Si pour certains, croiser les compétences et les points de vue a été nécessaire, quelques irréductibles se refusent encore à jouer le jeu des partenariats au sein de l’agence qu’ils ont créée. Franklin Azzi avoue que s’associer à d’autres architectes n’est pas à l’ordre du jour, bien qu’il admette que «l’association de certaines compétences très particulières, comme sur le design ou la communication, pourrait être envisageable». Un autre l’aura fait avant lui, Jacques Ferrier, qui s’est adjoint les talents de l’architecte Pauline Marchetti et du philosophe Philippe Simay sur le projet Sensual City Studio, «laboratoire de recherche pour une approche prospective, humaniste et sensible de la ville et de l’architecture».
Notons encore la structure originale créée par Françoise Raynaud : en effet, dès la création de l’agence, ses trois associés sont Alexandra du Couëdic, diplômée de l’EDHEC, dans un rôle de management, de gestion financière et juridique, Jonathan Thornhill, un architecte anglais qui assure la direction technique des projets et Pierre Mas, ancien régatier et fondateur d’une entreprise de construction de bateaux à voile chinois, qui apporte son expertise d’entrepreneur. L’agence s’est très tôt ouverte à l’international. Pour le concours du Pont d’Issy à Issy-les-Moulineaux par exemple, c’est elle qui a proposé à l’architecte japonaise Itsuko Hasegawa, qu’elle ne connaissait pas personnellement, de s’associer au projet. Ensemble, ces deux petites agences, outsider s’il en est, sont parvenues à l’emporter devant Claude Vasconi, Arte Charpentier, Jean-Michel Wilmotte, Valode&Pistre, Manuelle Gautrand et Rogers/Hauvette. Hello !
Evolution de la commande, il est désormais de plus en plus fréquent de voir des agences répondre en équipe à des sujets ambitieux.
D’autres ateliers ont fait le choix moins ponctuel de s’associer sur la durée. Parmi les premières à avoir tenté l’aventure, les membres de l’Atelier 234 soit à l’origine l’Atelier d’architecture Olivier Arene et Christine Edeikins, Mas et Roux architectes et Bolze et Rodriguez-Pagès.
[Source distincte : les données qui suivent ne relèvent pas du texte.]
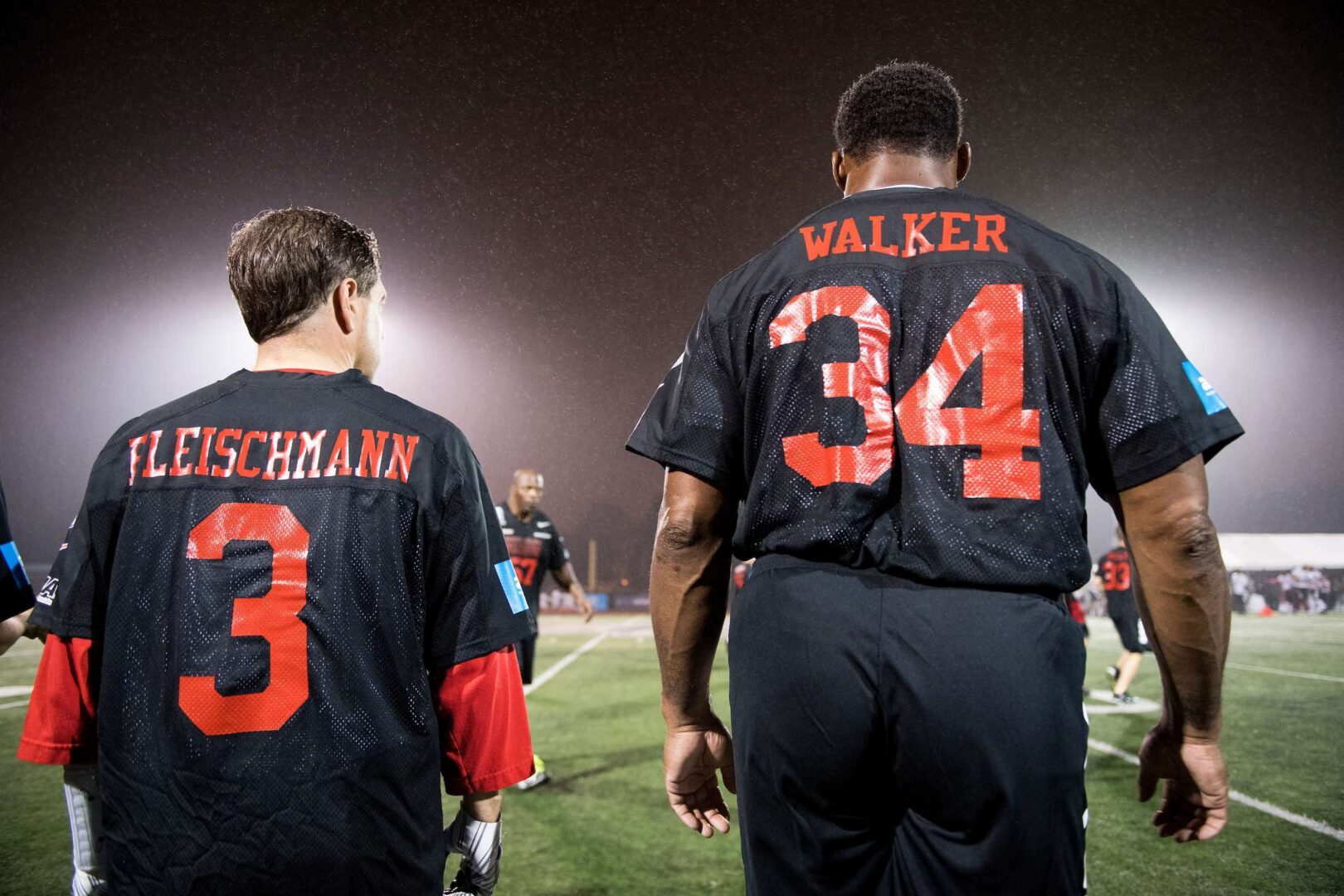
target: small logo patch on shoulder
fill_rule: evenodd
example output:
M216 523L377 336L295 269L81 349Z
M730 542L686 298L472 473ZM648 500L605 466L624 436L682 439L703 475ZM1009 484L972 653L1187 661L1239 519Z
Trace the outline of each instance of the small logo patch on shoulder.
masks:
M513 615L524 613L527 610L527 598L523 596L523 586L517 580L517 571L513 568L513 562L500 560L496 563L495 575L500 578L500 586L504 588L504 596L508 598L508 607L513 611Z
M56 599L56 586L60 584L60 579L52 579L47 576L47 582L42 586L42 591L38 592L38 603L44 606L51 606L51 602Z
M1181 368L1184 368L1185 376L1189 379L1189 384L1193 386L1195 391L1199 394L1199 400L1204 404L1204 414L1218 414L1219 411L1227 410L1227 402L1224 402L1223 396L1218 394L1218 390L1214 388L1212 383L1210 383L1203 373L1195 369L1193 364L1189 361L1181 361Z

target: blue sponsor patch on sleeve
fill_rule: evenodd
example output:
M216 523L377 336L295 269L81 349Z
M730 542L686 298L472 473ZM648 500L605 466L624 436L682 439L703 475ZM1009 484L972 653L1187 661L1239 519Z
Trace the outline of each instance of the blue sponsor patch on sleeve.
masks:
M1185 376L1189 379L1189 384L1195 387L1199 392L1199 400L1204 403L1204 414L1218 414L1219 411L1227 410L1227 402L1223 396L1218 394L1218 390L1204 379L1204 376L1195 369L1195 365L1189 361L1181 361L1181 367L1185 369Z
M13 541L5 541L0 544L0 556L4 557L4 564L9 567L9 575L13 576L15 583L20 588L28 587L28 574L23 568L23 557L19 556L19 548Z
M500 578L504 587L504 596L515 615L527 611L527 598L523 596L523 584L517 580L517 571L512 560L500 560L495 564L495 575Z

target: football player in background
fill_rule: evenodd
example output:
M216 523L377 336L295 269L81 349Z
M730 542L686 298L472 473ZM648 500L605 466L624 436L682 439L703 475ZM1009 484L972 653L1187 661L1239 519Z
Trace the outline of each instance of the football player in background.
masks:
M0 486L0 654L24 634L32 637L35 630L27 625L31 611L32 584L9 533L9 508Z
M1129 548L1125 547L1125 532L1116 528L1116 547L1097 560L1097 579L1106 592L1106 615L1110 617L1120 634L1120 658L1116 665L1106 666L1110 678L1110 696L1116 703L1134 703L1129 685L1138 674L1144 654L1153 647L1148 643L1144 621L1138 615L1134 600L1134 576L1129 562ZM1231 598L1228 598L1231 600ZM1228 606L1231 606L1228 603Z
M1085 889L1085 497L1122 520L1165 685L1161 836L1227 818L1227 578L1204 462L1242 429L1122 271L999 203L950 79L855 82L843 197L710 293L628 447L667 469L650 603L668 799L738 787L749 893ZM710 705L732 555L732 733ZM1024 699L1030 695L1030 699Z
M539 614L542 611L542 580L547 571L555 583L570 592L574 604L583 614L583 622L593 621L593 604L574 575L574 564L570 563L570 549L564 547L564 537L555 528L555 521L542 513L542 496L546 494L546 480L532 469L513 472L513 478L508 486L508 498L504 504L495 506L500 528L504 531L504 543L508 545L509 559L517 572L517 580L523 584L523 594L527 598L527 613L532 618L534 631L531 635L517 642L517 668L523 676L523 684L532 684L532 665L536 660L536 631ZM536 766L526 780L520 780L519 790L531 790L544 785L551 779L546 772L546 763L540 756L532 756Z
M73 892L441 893L446 840L488 893L532 623L480 466L371 382L371 232L263 212L227 267L255 367L117 430L34 613Z

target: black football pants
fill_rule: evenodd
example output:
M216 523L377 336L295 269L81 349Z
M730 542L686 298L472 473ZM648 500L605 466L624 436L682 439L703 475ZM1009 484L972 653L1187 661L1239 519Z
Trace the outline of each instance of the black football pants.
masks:
M1083 892L1062 602L767 556L728 668L749 893Z

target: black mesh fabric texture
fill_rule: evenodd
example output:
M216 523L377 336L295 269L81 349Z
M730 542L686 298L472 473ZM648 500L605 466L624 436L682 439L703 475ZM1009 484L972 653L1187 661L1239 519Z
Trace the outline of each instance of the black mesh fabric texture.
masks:
M1241 434L1191 369L1095 253L961 191L878 189L719 281L626 447L739 498L738 556L1058 594L1090 572L1089 484Z
M358 372L128 423L35 613L101 642L113 892L441 892L429 669L532 631L500 564L465 438Z

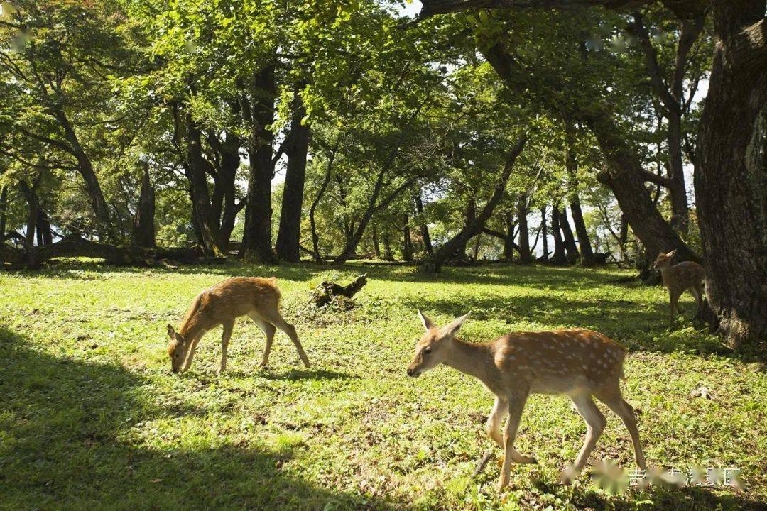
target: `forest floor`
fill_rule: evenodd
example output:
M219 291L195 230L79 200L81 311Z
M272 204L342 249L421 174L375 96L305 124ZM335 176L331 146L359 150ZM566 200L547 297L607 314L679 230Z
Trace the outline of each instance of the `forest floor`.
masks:
M370 283L351 310L307 304L321 281ZM61 262L0 274L0 509L739 509L767 508L767 377L691 323L669 328L660 287L611 284L616 269L244 264L176 270ZM170 372L165 326L201 289L235 275L276 275L283 313L310 359L278 332L270 367L249 320L216 375L220 329L191 371ZM624 395L641 409L648 461L666 469L738 467L728 486L618 495L561 470L585 427L569 401L533 396L517 440L538 465L513 465L499 493L484 423L492 397L446 367L405 369L422 333L416 310L443 323L468 310L469 341L522 329L588 327L629 350ZM763 362L763 361L762 361ZM628 434L606 411L592 459L633 467Z

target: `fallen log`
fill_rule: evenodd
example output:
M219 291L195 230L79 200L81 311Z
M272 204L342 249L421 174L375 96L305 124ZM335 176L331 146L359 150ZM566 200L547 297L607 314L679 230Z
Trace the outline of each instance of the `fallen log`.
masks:
M94 257L103 259L107 264L117 266L161 266L168 261L179 263L198 262L202 252L197 248L142 248L120 247L97 243L79 236L68 236L50 244L35 247L31 250L17 251L7 246L0 251L4 262L39 269L42 264L55 257Z
M314 293L309 301L317 306L321 307L330 303L335 296L344 296L351 299L359 293L360 290L364 287L367 283L367 274L360 275L346 286L341 286L334 282L325 280L314 288Z

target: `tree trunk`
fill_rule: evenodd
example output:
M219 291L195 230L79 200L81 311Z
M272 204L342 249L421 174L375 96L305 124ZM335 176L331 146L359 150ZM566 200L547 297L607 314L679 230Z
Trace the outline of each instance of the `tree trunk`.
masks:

Ensemble, ces trois relatives agences ont accouché d’un prolifique atelier d’architecture.
Parfois, les plus grosses absorbent de plus modestes, c’est du moins la technique de Sud-Architectes. L’agence figure depuis quelques années dans le confortable top 10 des agences d’architecture du Moniteur, ce qui témoigne selon ses associés de l’efficacité du procédé.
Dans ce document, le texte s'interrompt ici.